Sepp Blatter rocked the world of soccer on Tuesday by saying he would step down as FIFA president in the wake of a corruption investigation that now includes the 79-year-old chief himself.
Blatter, who has led soccer's world governing body since 1998, is being investigated by US prosecutors and the Federal Bureau of Investigation, a person who spoke on condition of anonymity told Reuters late on Tuesday. An FBI spokesman declined comment.
News of Blatter's investigation was earlier reported by The New York Times and ABC News. Blatter has not been charged with any wrongdoing. FIFA did not respond to a request for comment on Blatter being under investigation.
Blatter, a Swiss national who has been a dominant presence at FIFA for decades, announced his decision to step down at a hastily arranged news conference in Zurich, six days after police raided a hotel in the city and arrested several FIFA officials - and just four days after he was re-elected to a fifth term as FIFA president.
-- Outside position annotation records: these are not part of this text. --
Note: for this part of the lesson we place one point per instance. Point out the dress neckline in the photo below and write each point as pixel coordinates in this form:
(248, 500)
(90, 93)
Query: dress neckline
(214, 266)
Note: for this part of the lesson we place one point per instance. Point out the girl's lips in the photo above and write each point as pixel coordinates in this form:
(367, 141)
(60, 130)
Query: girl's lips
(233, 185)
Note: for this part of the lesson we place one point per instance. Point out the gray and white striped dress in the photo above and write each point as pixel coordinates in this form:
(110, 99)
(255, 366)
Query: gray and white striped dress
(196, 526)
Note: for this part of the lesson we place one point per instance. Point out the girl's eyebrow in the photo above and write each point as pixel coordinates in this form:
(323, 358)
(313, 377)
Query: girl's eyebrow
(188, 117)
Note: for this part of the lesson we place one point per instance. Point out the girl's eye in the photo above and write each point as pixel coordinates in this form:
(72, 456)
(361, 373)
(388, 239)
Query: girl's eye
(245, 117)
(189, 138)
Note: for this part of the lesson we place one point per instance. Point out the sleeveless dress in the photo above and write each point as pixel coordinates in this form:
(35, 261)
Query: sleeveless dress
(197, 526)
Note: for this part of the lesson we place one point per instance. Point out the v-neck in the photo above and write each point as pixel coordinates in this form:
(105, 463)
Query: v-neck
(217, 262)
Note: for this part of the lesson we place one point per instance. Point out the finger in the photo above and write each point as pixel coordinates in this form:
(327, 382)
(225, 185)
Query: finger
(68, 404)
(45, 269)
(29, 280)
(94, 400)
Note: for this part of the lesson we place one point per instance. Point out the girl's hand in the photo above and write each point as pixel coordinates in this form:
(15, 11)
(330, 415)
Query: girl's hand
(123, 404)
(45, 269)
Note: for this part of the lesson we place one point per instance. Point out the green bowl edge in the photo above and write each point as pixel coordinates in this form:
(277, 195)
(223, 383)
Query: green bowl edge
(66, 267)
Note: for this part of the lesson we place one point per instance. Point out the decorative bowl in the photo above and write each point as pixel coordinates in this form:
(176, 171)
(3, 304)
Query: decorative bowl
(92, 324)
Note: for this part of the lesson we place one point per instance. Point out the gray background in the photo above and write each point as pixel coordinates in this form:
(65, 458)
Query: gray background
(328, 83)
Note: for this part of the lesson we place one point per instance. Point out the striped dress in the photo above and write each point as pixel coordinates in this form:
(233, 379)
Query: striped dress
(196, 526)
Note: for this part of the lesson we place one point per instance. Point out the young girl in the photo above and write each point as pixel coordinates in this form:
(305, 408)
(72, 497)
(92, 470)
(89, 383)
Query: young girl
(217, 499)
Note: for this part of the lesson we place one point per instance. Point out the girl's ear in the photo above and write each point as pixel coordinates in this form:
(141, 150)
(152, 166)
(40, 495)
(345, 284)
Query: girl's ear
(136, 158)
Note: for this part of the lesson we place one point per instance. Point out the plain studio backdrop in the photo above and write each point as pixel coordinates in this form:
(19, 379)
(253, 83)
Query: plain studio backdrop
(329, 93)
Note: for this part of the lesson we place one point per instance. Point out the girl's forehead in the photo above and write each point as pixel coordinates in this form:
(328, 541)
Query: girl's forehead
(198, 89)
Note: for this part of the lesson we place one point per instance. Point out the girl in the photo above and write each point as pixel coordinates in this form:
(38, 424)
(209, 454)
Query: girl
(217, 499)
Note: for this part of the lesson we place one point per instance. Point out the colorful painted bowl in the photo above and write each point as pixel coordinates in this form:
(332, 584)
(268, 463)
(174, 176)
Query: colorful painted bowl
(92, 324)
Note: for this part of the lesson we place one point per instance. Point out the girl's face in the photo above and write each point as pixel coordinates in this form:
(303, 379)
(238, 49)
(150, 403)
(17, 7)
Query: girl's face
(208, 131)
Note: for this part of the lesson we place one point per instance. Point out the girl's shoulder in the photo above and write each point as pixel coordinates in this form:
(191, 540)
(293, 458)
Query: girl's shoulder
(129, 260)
He said an election to choose a new president would be held as soon as possible, though a FIFA official said it would probably not take place until at least December.
"FIFA needs profound restructuring," Blatter said. "I decided to stand again to be elected because I was convinced it was the best option for football. Although the members of FIFA gave me a new mandate, this mandate does not seem to be supported by everyone in the world."
Critics, Sponsors Welcome Move
Blatter's decision to step down as FIFA is mired in the worst crisis in its history was welcomed by his critics.
European football federation chief Michel Platini, a French former international player and favourite to succeed Blatter as FIFA president, said: "It was a difficult decision, a brave decision, and the right decision."
The second favourite on the list, Jordan's Prince Ali bin Al Hussein, who withdrew from last week's election after winning 73 votes to Blatter's 133 in the first round, stopped short of confirming he would run again. Asked if there should be a fresh start at FIFA, he told Britain's Channel 4 News: "I'm willing to help."
Greg Dyke, chairman of the English Football Association and one of Blatter's most outspoken critics, said it was "good news for world football," but then questioned Blatter's motive.
"Who got him? Who shot him?" he asked. "I don't believe he went for any sort of moral basis so something has happened between then and now which means he has to resign."
New Zealand Football Chief Executive Andy Martin told Reuters that Blatter's resignation would help football rebuild its tattered reputation.
"This has lifted a cloud and taken away a lot of the concerns of stakeholders and their association with the sport," he said. "We now want a strong collaborative leader who can bring the football world together and can bring out the change that the game has been crying out for."
The Asian Football Confederation (AFC), which has been a staunch ally of Blatter, said on Wednesday it was monitoring the situation and would discuss internally the "best way forward for both FIFA and world football."